È stato colpito al collo nei pressi di un checkpoint a Irpin, sobborgo alle porte di Kiev, mentre stava filmando la fuga dei profughi ucraini. Il collega che era con lui, Juan Arredondo è rimasto ferito ma si è salvato dopo essere stato portato di corsa in ospedale, lui invece non ce l’ha fatta. Brent Renaud è morto sul colpo, a soli 51 anni, primo giornalista ucciso nella guerra russo-ucraina. Giornalista, documentarista, regista, Brent Renaud aveva collaborato con Hbo, Nbc e New York Times, da cui l’equivoco iniziale che lo voleva inviato proprio della celebre testata newyorkese. Invece era un free lance pluripremiato per i suoi lavori, che spesso raccontavano le vite degli ultimi di tutto il mondo.
Ucciso a #Iripin dai russi #BrentRenaud, reporter del #NYT. Non dimentichiamo che quello che sappiamo e vediamo lo dobbiamo ai cronisti sul campo e ai tanti reporter precari che ci raccontano le atrocità di questa #guerra. #UkraineRussiaConflict #Russia #Ukraine pic.twitter.com/2FH1f3nKcL
— andrea purgatori (@andreapurgatori) March 13, 2022
A partire da quelli di “casa sua”: insieme a suo fratello Craig, avevo vinto il Peabody Award 2014 per Last Chance High, un interessantissimo documentario pubblicato su Vice in otto puntate sulla situazione difficile di studenti e insegnanti in una scuola pubblica di Chicago.

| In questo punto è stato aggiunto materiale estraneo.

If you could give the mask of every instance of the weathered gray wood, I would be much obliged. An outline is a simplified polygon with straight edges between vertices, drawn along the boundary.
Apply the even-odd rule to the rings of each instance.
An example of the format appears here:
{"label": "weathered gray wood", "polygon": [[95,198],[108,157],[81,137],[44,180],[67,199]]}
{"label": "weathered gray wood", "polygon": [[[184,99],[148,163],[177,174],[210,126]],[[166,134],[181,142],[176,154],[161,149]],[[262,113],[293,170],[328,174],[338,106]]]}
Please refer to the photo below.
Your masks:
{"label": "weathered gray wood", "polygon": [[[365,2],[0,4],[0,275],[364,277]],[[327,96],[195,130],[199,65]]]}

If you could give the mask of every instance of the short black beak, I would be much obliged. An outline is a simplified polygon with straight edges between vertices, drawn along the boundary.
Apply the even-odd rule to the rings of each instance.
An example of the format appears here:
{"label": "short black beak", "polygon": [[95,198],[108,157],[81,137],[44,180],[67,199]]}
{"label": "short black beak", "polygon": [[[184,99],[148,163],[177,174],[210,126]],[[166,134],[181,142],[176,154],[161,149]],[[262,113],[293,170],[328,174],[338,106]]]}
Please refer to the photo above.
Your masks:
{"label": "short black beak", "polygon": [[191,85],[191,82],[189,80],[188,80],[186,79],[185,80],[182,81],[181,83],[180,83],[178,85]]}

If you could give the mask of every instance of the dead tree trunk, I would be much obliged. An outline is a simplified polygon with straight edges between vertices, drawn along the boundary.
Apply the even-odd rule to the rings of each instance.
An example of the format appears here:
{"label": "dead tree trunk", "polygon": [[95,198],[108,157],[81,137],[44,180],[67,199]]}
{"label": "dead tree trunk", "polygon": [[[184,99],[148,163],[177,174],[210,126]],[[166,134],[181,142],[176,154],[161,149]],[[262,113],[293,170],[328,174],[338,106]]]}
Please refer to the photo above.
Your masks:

Nel 2021 aveva vinto il Pont-Columbia Award per un progetto sui bambini di Haiti dopo il terremoto.
Ma in tutta la sua carriera, spesso insieme al fratello, Renaud aveva coperto le guerre in Iraq e in Afghanistan, la violenza dei cartelli della droga in Messico e la disperazione dei rifugiati centro americani.
Suo anche il toccante Dope Sick Love del 2005, che racconta la storia di alcune coppie di tossicodipendenti nelle strade di New York. Il New York Times, nel dare la notizia e ricordare il talento di Renaud, si è premurato di chiarire che «(…) Aveva un nostro vecchio badge, ma non era lì per noi». Come ha scritto Andrea Purgatori in un tweet, quello che sappiamo e vediamo, di questa come di tante altre guerre, lo dobbiamo ai tanti giornalisti precari che ce lo raccontano. Come ha fatto Brent Renaud, fino all’ultimo istante di vita.